Olhei para aquela cigana de pele em um tom amarronzado e cabelos volumosos e não a reconheci.
— Vivian, prima do Ian.
— Ah, sim, é que você era tão pequenina — sorri fazendo um sinal para que se sentasse na cadeira de área.
Vivian estava com dezesseis anos, mas aparentava ter mais, uma bela cigana diga-se de passagem.
— Você também era — ela disse, como se me analisasse.
— Então, acho que todas crescemos — respondi desconfortável com aquela garota ainda me encarando.
— Eu soube que o Ian te escolheu.
— Ainda não tem nada formalizado, o pai dele está viajando, e...
— Eu sempre fui apaixonada por ele, fiz de tudo para que me notasse, achei que fosse me escolher, mas isso não aconteceu.
— Eu sinto muito, por...
— Não, você não sente, você não sabe como estou quebrada por dentro, e não me olhe com pena, eu não preciso dela.
— Não estou te olhando com pena, só não sei o que quer de mim.
— O Ian é uma das melhores pessoas que conheci, e não quero que sofra nas mãos de uma mulher que não o mereça.
— Ele também é uma das melhores pessoas que conheci, e não quero que sofra. Só não estou entendendo o motivo de sua visita, nunca fomos amigas, pelo que eu me lembre — cruzei os braços à sua frente com uma expressão rígida.
— Nem seremos — disse ela com um sorriso sarcástico. — Eu sei que você brigou com a Brenda por conta do filho do patrão.
— Eu não briguei com ela por conta de ninguém, discutimos por conta da maneira preconceituosa como ela vem me tratando.
— Indiferente — ela respondeu se levantando. — Eu não me importo com seus rolos, mas com a felicidade do meu primo, então vigia, cigana. Estou de olho em você.

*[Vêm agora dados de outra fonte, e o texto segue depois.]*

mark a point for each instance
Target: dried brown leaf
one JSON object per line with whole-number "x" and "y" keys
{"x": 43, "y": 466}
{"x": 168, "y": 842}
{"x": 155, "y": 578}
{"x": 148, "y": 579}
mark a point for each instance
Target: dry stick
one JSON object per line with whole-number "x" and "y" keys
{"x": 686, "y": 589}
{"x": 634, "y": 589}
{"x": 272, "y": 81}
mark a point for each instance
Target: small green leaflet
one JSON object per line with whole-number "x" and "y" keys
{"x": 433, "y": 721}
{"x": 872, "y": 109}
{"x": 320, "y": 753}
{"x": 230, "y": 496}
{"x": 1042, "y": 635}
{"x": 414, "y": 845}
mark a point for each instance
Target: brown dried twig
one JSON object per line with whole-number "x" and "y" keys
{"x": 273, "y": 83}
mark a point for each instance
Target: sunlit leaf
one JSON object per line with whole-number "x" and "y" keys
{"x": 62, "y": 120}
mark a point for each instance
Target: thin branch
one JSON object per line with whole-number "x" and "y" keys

— Está agindo como se eu o tivesse obrigado a pedir a minha mão, eu sequer sabia que faria isso.
— O Ian não ficou todo esse tempo solteiro para jogar sua vida no lixo por conta de uma cigana que não sabe qual é o seu lugar.
— Então diga isso a ele e o convença a desistir, ainda dá tempo — dei de ombros.
— Eu não tenho que dizer nada, você está dando corda para se prender sozinha.
— Se gosta tanto assim dele, lute, ainda não se casou, ficar aqui me ameaçando não vai ajudar em nada.
— Eu já estou de casamento marcado com outro cigano, e apesar de não parecer, estou bem com isso.
— Então porque se deu ao trabalho de vir até aqui me aporrinhar as ideias?
— Eu conheço a história que motivou a rigidez de nossas regras, e se tiver que te denunciar ao conselho, não duvide que tenho coragem.
— Denunciar o que, garota, não estou fazendo nada!
— Ande na linha, ou eu te atropelo.
— Eu também conheço a história, e você deveria cuidar da tua vida!
— Ei, o que está acontecendo aqui? — Alejandro surgiu rapidamente ao ouvir minha voz exaltada.
— Ela já está de saída — falei com uma expressão fechada.
— Vigia, cigana — ela gesticulou se afastando. — O conselho existe para manter a ordem.
— E a língua para ficar dentro da boca!
— O que foi isso, gente? — Ariane veio apressada.
— Só mais um dia normal na minha nada mole vida — dei tapinhas em seu ombro e fui para dentro. — Ótimo, pelo visto eu tenho uma rival cigana!